Reference Counting and Completion Cascade
The is_complete flag does not get set immediately when a folder finishes. A folder is complete only when every folder in its subtree is also complete. This is tracked with pending_children.
When a folder is processed, pending_children is set to the number of sub-folders it contains:
await sql`
INSERT INTO folder_index (bucket_id, prefix, is_listed, is_complete, pending_children)
VALUES (${bucketId}, ${prefix}, true, false, ${subFolders.length})

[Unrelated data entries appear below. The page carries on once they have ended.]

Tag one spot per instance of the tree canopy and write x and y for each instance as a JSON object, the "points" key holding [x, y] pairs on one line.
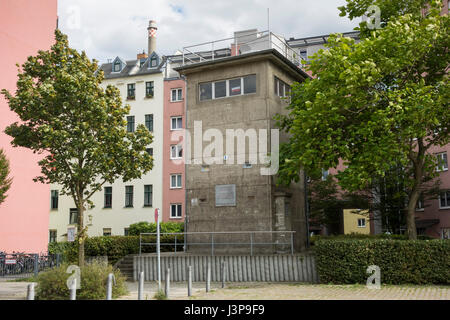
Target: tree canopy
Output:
{"points": [[78, 126], [374, 105]]}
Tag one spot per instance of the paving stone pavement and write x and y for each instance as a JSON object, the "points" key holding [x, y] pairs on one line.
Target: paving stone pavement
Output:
{"points": [[264, 291]]}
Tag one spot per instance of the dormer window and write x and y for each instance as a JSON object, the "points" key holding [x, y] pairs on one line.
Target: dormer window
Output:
{"points": [[116, 66], [153, 62]]}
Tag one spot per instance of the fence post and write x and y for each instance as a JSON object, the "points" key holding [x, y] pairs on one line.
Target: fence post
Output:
{"points": [[141, 285], [167, 284], [292, 243], [208, 277], [36, 264], [189, 281], [73, 290], [109, 284], [223, 274], [30, 291]]}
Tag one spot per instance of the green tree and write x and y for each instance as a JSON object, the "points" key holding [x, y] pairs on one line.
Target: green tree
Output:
{"points": [[5, 181], [78, 126], [377, 104]]}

ON CONFLICT (bucket_id, prefix) DO UPDATE SET
pending_children = ${subFolders.length}
`;
When a child folder completes, it decrements its parent’s counter:
private async cascadeToParent(prefix: string): Promise<void> {
const parent = getParentPrefix(prefix);
if (parent === null) return;
const updated = await sql`
UPDATE folder_index
SET pending_children = GREATEST(pending_children - 1, 0)

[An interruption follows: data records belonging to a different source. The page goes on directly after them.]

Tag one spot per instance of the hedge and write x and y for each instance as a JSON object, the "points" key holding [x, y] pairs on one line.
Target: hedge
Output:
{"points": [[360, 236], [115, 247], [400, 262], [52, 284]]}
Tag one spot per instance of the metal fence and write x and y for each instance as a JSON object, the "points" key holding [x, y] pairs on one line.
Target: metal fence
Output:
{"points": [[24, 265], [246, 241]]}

WHERE bucket_id = ${this.opts.bucketId} AND prefix = ${parent}
RETURNING pending_children
`;
if (updated[0]?.pending_children === 0) {
await this.markComplete(parent);
}
}
When pending_children reaches zero, markComplete is called on the parent. markComplete sets is_complete = true and cascades upward to the grandparent. This bubbles all the way up to the root prefix - when the root’s counter hits zero, the entire bucket is marked complete.
A leaf folder (no sub-folders) is marked complete immediately. Its parent’s counter drops by one. If the parent was waiting on only that one child, the parent completes too. The cascade propagates upward until it hits a folder that still has pending children.

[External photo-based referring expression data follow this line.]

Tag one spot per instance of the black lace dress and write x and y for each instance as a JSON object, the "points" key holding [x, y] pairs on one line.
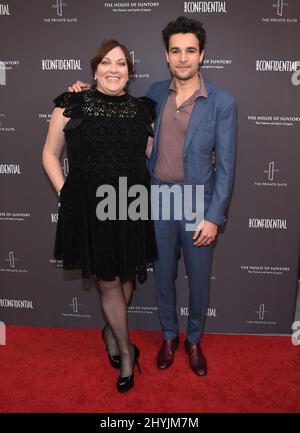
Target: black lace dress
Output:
{"points": [[106, 139]]}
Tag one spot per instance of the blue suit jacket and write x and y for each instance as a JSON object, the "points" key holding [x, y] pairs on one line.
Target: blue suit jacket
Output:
{"points": [[212, 126]]}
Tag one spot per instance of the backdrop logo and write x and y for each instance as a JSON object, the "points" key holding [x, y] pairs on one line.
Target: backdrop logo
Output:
{"points": [[75, 305], [270, 120], [11, 259], [2, 334], [296, 75], [263, 223], [59, 7], [10, 169], [16, 303], [54, 217], [261, 311], [261, 314], [279, 7], [61, 64], [296, 334], [4, 128], [280, 14], [6, 65], [216, 63], [276, 65], [271, 173], [4, 9], [135, 62], [210, 312], [271, 170], [130, 6], [75, 310], [14, 216], [65, 166], [205, 7], [2, 74]]}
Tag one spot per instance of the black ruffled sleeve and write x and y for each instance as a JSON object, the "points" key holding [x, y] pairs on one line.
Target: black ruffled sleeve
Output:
{"points": [[149, 112], [72, 103], [149, 105]]}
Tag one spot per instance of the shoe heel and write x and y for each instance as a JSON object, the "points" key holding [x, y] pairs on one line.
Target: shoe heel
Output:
{"points": [[138, 366]]}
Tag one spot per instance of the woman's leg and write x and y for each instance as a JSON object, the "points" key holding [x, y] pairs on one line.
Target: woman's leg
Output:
{"points": [[114, 306], [108, 334]]}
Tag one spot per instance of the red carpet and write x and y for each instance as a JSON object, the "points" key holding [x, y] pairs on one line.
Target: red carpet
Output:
{"points": [[66, 370]]}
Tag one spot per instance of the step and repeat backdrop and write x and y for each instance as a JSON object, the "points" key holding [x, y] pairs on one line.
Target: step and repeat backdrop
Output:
{"points": [[252, 52]]}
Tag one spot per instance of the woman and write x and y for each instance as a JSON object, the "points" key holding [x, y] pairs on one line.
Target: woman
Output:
{"points": [[106, 132]]}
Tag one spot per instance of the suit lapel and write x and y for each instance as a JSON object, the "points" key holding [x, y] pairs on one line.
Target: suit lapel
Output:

Cache-hit folders (state 1) also participate in the cascade via cascadeComplete. Even though they did not traverse S3, they still decrement their parent’s counter, which is correct: their subtree was already complete before this search started.
Eviction Resets the Index
When a file is uploaded or deleted, markFolderIncomplete walks the ancestor chain and resets is_listed = false, is_complete = false on every affected prefix. The next search re-traverses those folders. The completeness cascade only fires again once all children of a given folder complete again.
This keeps the search index consistent with actual bucket contents without requiring a full re-index. Only the affected branch of the tree is invalidated.